Sí, nuestro universo humano se
asemeja a una gran estructura poliédrica en continua persistencia de regeneración
expansiva, cuyos vértices están compuestos por relojes de arena que a la par se
desvanecen unos para emerger con mayor y descarado vigor otros de nuevos en un
vasto circuito ramificado de vasos, o mejor dicho de receptáculos cristalinos,
comunicantes. Y en este flujo orgánico, en el que la savia de la vida se
compone de esta fina e incontenible por escurridiza arena de playa que
corporiza el tiempo con cada uno de sus minúsculos granos -como si de un intuitivo
collar de cuentas huidizo se tratase-, comienzo a percibir por primera vez en
la vida que mi singularidad como vértice del complejo organismo humano entra ya
en fase de desvanecimiento. De hecho, si observo con atención, ya puedo entrever
cierta traslucidez en unas manos que antaño se aferraban con decidida fuerza atenazante
a un mundo por descubrir e incluso conquistar.
No obstante, si bien soy plenamente
consciente racionalmente que el reloj de arena está medio vacío, hace ya tiempo
que he decidido creer y experimentar la vida desde la consciencia emocional de
percibir el reloj de arena medio lleno. Pues al final, uno es lo que cree y cree
lo que decide creer, y frente a un tiempo irremediablemente caduco que arrastra
consigo la efímera carne adherida, solo el espíritu de la actitud personal
puede marcar la diferencia frente a la radicalidad de un futuro objetivo que
señala impiadosamente al colapso de nuestra propia singularidad. Es por ello
que a orillas del milenario mar Mediterráneo, cuna ancestral de la cultura
occidental, me deleito sensitivamente en la vasta arena de la playa, imaginando
por un momento que su naturaleza verdadera no es más que un sustrato arenisco
formado durante siglos por millones de relojes de arena biológicos que me
precedieron, cuyos nombres, sueños y experiencias perduran de manera latente en
la siempre renovada mentalidad colectiva, siendo éste un imaginario que ya de
por sí resulta un argumento elevado que da sentido y significado a la vida.

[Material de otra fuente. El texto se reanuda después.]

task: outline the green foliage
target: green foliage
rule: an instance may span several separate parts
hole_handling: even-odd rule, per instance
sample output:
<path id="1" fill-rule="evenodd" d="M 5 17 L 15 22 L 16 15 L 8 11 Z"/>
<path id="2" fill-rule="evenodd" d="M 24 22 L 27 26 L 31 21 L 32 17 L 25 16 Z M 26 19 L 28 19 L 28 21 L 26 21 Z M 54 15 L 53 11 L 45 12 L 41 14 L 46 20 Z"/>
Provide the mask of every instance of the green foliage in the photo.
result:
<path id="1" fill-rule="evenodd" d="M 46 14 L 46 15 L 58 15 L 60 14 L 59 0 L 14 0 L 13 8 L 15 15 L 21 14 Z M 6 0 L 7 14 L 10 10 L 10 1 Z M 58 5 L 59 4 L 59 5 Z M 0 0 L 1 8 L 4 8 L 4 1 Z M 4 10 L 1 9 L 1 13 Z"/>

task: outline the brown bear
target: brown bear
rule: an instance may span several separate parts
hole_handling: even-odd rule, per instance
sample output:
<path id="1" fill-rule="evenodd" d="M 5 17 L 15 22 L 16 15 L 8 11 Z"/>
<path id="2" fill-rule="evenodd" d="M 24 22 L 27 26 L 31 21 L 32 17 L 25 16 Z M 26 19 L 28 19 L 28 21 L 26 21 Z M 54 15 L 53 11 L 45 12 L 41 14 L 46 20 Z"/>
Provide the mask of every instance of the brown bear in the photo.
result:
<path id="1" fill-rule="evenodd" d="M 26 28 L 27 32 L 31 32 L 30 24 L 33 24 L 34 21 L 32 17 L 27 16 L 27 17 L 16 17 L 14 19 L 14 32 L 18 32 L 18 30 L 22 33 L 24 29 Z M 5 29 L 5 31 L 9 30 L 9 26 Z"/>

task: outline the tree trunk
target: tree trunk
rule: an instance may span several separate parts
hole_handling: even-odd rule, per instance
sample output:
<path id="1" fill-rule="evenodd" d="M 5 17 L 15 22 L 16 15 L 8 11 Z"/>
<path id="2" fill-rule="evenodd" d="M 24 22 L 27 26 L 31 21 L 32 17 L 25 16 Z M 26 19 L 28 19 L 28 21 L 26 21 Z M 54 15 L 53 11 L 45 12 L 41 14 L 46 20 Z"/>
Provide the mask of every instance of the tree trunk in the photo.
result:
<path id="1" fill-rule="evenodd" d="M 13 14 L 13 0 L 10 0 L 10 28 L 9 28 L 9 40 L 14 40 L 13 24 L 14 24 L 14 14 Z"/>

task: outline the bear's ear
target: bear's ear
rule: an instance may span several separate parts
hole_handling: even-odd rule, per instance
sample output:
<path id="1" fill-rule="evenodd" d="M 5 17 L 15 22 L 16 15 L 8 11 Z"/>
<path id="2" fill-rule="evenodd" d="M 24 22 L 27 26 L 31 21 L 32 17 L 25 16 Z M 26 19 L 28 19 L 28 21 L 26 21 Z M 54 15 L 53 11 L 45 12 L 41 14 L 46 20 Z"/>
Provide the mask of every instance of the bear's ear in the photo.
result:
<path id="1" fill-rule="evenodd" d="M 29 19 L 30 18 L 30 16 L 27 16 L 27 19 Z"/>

A orillas de mi mar Mediterráneo,
disfrutando de los últimos días estivales, no puedo dejar de pensar, pipa en
boca, que aún me queda mucho por hacer antes que el tiempo de mi preciado reloj
de arena llegue a su fin. Pues, en absoluto, no es ni el cabello grisáceo, ni
la traslucidez corpórea a ojos de jóvenes y aún más del Mercado, ni mucho menos
el restante flujo de arena vital estimado, quienes determinan las ganas de
vivir de una persona. La vida, y con ella su llama vivificante, es vida hasta
el justo momento en que pasa a ser no-vida. Es entonces, y sólo entonces, que
cabe la honrosa renuncia personal por fuerza mayor a vivir la preciada vida.